Directeur des Feutres,
Dacia Maraini trouve dans le Corriere « inquiétant » (terme cher à la gauche) que les jupes reviennent à la mode car cela « suggère subtilement un retour à la féminité traditionnelle ». Outre le fait qu’elle n’a visiblement rien d’autre à craindre, la question est : si Kamala Harris portait une jupe, voteriez-vous pour elle ? Car il faut comprendre que ce sont des questions décisives. Ou peut-être pas ?
Roberto Bellia
Vermezzo avec Zelo (Milan)

Cher Roberto,
Pour moi, ce qui est vraiment troublant, c'est que les jupes soient devenues des vêtements à la mode pour les hommes, comme je le constate souvent en regardant les images de certains défilés de mode. Bref, à moins d'habiter en Écosse, un homme avec une jupe, des bibelots volant au vent et des jambes velues dépassant de dessous les volants ne devrait pas être vu aux alentours. Personnellement, le simple fait de l’imaginer me donne la chair de poule. Le problème est qu’aujourd’hui plus que jamais, nous avons également fait de la mode quelque chose d’idéologique, en abandonnant le bon goût, en détruisant le style, en abdiquant la classe et l’élégance. La négligence et la laideur prédominent dans les garde-robes masculines et féminines. En effet, l'appeler « garde-robe » est généreux, je dirais de le renommer avec l'expression « dépôt de déchets ». Vous y trouverez des jeans déchirés, des chiffons qui couvrent à peine les zones érogènes et les coins les plus intimes du corps humain, des tissus de mauvaise qualité, notamment synthétiques, hautement inflammables et sentant le plastique.

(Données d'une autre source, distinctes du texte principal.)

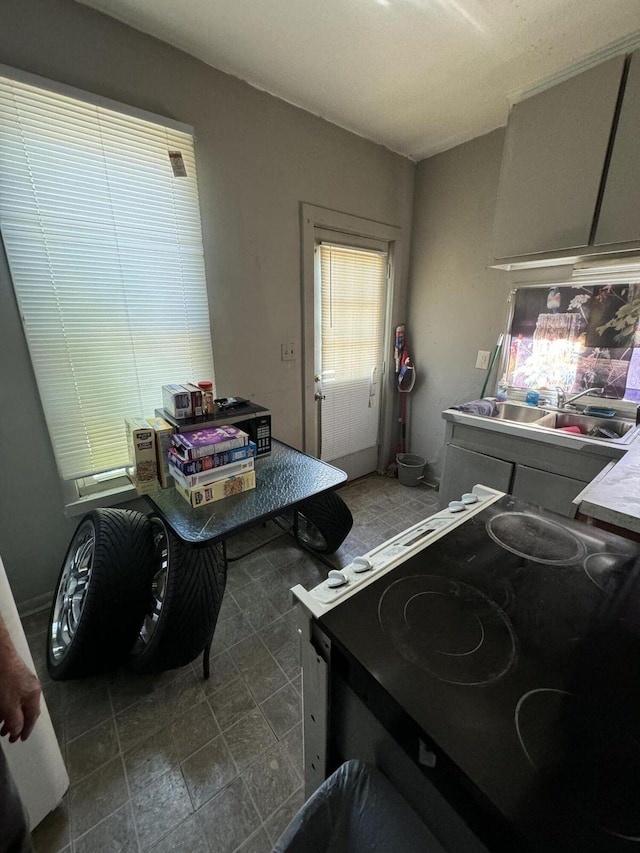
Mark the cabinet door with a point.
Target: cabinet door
(619, 220)
(550, 491)
(555, 150)
(463, 469)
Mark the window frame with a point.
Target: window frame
(110, 487)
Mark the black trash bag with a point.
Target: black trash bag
(356, 810)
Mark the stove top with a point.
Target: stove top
(513, 643)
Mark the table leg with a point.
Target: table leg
(207, 648)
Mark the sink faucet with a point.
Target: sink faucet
(564, 401)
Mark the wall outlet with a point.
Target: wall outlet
(482, 362)
(288, 351)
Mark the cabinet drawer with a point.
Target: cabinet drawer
(463, 469)
(550, 491)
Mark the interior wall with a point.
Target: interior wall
(457, 304)
(258, 159)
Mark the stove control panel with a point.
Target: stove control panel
(345, 582)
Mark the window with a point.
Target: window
(100, 221)
(350, 341)
(577, 337)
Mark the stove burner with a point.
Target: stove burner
(535, 538)
(583, 757)
(448, 628)
(607, 570)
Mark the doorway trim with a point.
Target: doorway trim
(312, 220)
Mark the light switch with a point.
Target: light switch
(482, 362)
(288, 351)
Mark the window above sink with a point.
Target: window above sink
(574, 337)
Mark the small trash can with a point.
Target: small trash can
(410, 468)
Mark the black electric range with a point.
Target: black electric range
(512, 645)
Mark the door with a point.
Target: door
(351, 292)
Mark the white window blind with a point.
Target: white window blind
(352, 311)
(105, 251)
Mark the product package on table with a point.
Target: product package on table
(204, 442)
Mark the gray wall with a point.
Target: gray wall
(457, 305)
(258, 158)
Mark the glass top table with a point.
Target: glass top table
(284, 479)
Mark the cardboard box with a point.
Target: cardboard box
(177, 400)
(141, 441)
(197, 400)
(163, 432)
(202, 495)
(189, 481)
(216, 460)
(204, 442)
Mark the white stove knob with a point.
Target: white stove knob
(336, 578)
(361, 564)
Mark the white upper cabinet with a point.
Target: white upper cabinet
(619, 220)
(554, 157)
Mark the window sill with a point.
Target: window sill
(110, 497)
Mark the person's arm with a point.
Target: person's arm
(19, 692)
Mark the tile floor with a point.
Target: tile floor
(176, 763)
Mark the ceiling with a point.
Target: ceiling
(418, 76)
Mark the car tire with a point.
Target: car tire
(324, 523)
(183, 602)
(100, 595)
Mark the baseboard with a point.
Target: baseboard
(35, 605)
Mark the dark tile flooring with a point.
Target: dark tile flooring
(176, 763)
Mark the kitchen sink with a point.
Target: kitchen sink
(602, 429)
(518, 413)
(599, 428)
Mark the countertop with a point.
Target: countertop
(541, 434)
(614, 495)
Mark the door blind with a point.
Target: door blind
(100, 220)
(353, 297)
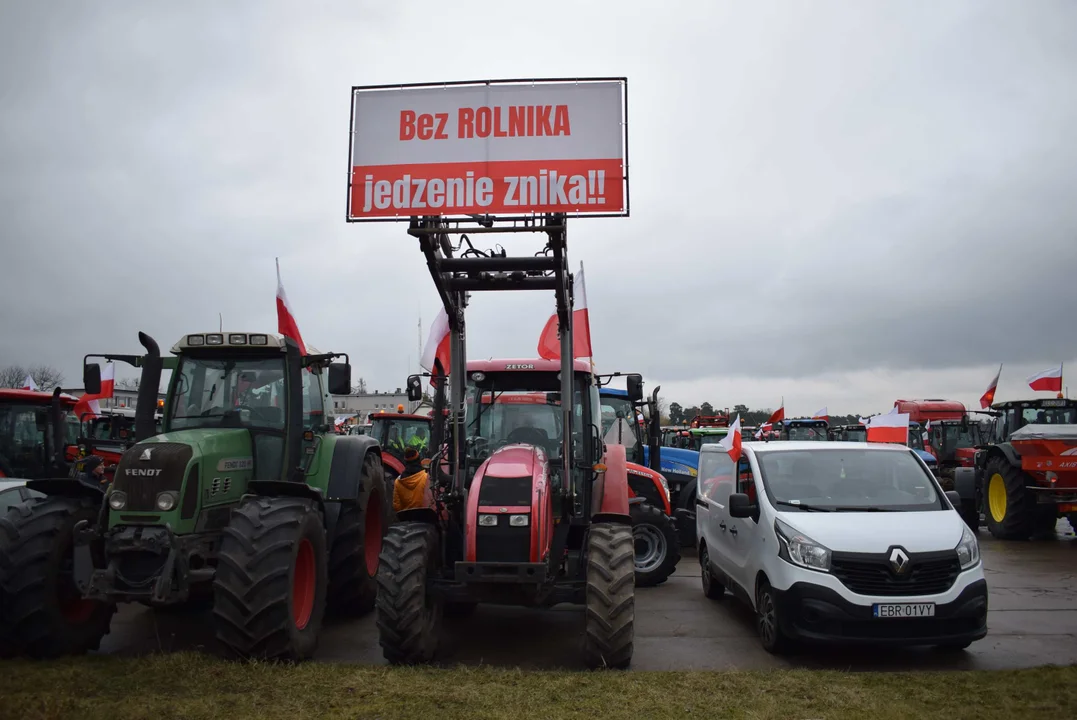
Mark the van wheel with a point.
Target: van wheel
(712, 588)
(768, 620)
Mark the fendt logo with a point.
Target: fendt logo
(142, 471)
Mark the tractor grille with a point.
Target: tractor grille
(143, 479)
(928, 574)
(503, 544)
(505, 491)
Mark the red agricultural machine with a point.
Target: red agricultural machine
(530, 506)
(1026, 478)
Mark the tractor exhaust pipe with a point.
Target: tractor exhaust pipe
(144, 424)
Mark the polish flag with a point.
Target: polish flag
(731, 441)
(778, 415)
(989, 396)
(88, 405)
(435, 354)
(1048, 380)
(285, 321)
(549, 343)
(891, 427)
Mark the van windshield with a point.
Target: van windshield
(848, 480)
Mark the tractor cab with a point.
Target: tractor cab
(30, 423)
(805, 429)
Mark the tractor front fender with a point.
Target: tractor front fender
(964, 482)
(610, 499)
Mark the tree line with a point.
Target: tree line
(679, 414)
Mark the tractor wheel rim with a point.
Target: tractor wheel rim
(766, 617)
(996, 497)
(372, 534)
(303, 584)
(649, 548)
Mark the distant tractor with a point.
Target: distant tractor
(1026, 478)
(248, 502)
(529, 505)
(806, 428)
(36, 428)
(396, 432)
(657, 546)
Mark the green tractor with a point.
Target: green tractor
(246, 502)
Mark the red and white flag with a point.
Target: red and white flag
(285, 321)
(989, 396)
(88, 405)
(891, 427)
(435, 354)
(1047, 381)
(549, 343)
(778, 415)
(731, 441)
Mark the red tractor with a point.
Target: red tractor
(529, 506)
(1026, 478)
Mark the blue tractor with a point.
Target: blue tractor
(677, 465)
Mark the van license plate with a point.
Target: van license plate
(904, 610)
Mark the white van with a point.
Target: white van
(839, 541)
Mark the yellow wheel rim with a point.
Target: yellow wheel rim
(996, 497)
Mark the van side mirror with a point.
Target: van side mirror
(339, 379)
(414, 387)
(740, 506)
(92, 378)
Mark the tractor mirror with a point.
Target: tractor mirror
(92, 378)
(339, 378)
(414, 389)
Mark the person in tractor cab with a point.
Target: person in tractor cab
(411, 490)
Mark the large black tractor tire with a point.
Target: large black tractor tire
(656, 544)
(409, 615)
(1009, 508)
(271, 579)
(610, 596)
(357, 548)
(42, 613)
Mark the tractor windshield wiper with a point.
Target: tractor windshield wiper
(803, 506)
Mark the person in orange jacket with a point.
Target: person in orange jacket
(411, 490)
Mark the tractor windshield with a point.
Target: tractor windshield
(620, 426)
(506, 408)
(26, 439)
(807, 433)
(227, 392)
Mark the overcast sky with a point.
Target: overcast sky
(839, 202)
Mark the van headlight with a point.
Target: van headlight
(968, 549)
(796, 548)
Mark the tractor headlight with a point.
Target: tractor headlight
(117, 499)
(166, 500)
(968, 549)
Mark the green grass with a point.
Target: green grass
(192, 686)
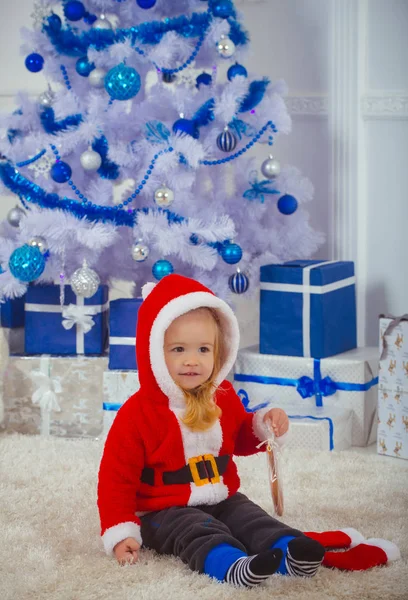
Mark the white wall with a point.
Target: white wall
(345, 64)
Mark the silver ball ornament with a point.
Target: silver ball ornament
(40, 243)
(270, 167)
(97, 77)
(140, 252)
(46, 99)
(102, 23)
(90, 160)
(225, 47)
(14, 216)
(85, 281)
(164, 197)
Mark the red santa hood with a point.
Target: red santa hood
(163, 302)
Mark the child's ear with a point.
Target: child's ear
(147, 288)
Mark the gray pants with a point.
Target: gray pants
(191, 532)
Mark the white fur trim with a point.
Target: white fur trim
(390, 549)
(175, 308)
(147, 288)
(116, 534)
(261, 429)
(355, 536)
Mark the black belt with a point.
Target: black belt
(200, 470)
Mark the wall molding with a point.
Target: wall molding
(385, 105)
(315, 105)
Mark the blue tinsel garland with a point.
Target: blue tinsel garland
(68, 43)
(52, 126)
(34, 194)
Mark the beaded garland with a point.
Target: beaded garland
(34, 193)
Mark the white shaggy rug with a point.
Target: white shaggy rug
(49, 527)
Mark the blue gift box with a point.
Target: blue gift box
(12, 313)
(79, 327)
(122, 333)
(308, 308)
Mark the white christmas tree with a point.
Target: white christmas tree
(136, 158)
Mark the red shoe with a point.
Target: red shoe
(370, 553)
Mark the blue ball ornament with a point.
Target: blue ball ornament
(83, 66)
(61, 172)
(203, 79)
(238, 283)
(34, 62)
(287, 204)
(122, 82)
(231, 253)
(161, 268)
(168, 77)
(74, 10)
(186, 127)
(223, 9)
(54, 22)
(27, 263)
(146, 3)
(227, 141)
(235, 70)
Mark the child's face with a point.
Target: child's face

Les féministes, qui croient que l'émancipation réside dans le vêtement, c'est-à-dire le pantalon, considéré comme masculin, ont peut-être des idées quelque peu confuses et sont ces mêmes dames qui ont fait de la bataille pour les déclinaisons féminines un enjeu essentiel du féminisme lui-même. Aujourd'hui, la femme qui porte une jupe doit donc être considérée comme « non émancipée », mais dans les années 1960, c'est la mini-jupe qui est devenue un symbole de libération féminine, d'intolérance et de rébellion contre certaines règles sociales et morales. Je crois que la liberté, c'est porter une jupe, qu'elle soit courte ou longue, sans être jugée comme une nostalgique du patriarcat ou d'une féminité traditionnelle incompatible avec l'égalité des droits. Une femme doit pouvoir choisir les vêtements qu'elle préfère et dans lesquels elle se sent le plus en confiance et à l'aise sans risquer de subir des jugements, des critiques et des étiquettes. En vérité, le néo-féminisme est désormais un emblème de superficialité, voire de bêtise, c'est une course pour affirmer non pas la liberté mais les pensées les plus idiotes et les plus banales qui puissent naître. Une femme peut se contrôler même si elle porte une jupe, tout comme elle peut être soumise et dépendante malgré le port d'un pantalon.

Et pourquoi continuer à insister sur ce récit de la terreur, c’est-à-dire celui selon lequel une résurgence du fascisme et du racisme mais aussi du chauvinisme est en cours en Italie ? C'est totalement faux.

Que le choix de la jupe ne soit pas le symptôme d'une mentalité d'assujettissement et de sujétion de la femme par rapport à l'homme est également prouvé par ma tante Narcisa, la femme la plus libre et la plus émancipée que j'aie jamais connue, et c'était à une époque où Pour les filles, plusieurs possibilités étaient exclues. Tante Narcisa portait des jupes, elle avait un style très rigoureux, que j'admirais pour son extrême élégance spartiate, mais elle était directrice d'école, ne s'est jamais mariée pour garder intacte sa liberté et faisait tout ce qu'elle voulait et aimait dans la vie.

Tante Narcisa aurait ri si elle avait connu et entendu les schizophrénies de ce féminisme moderne, elle aurait eu la chair de poule à la déformation de certains noms et elle n'aurait jamais abandonné sa jupe pour s'adapter à un modèle féministe de façade, qui mesure la liberté d'une femme basée sur ce qu'elle a mis dans sa garde-robe.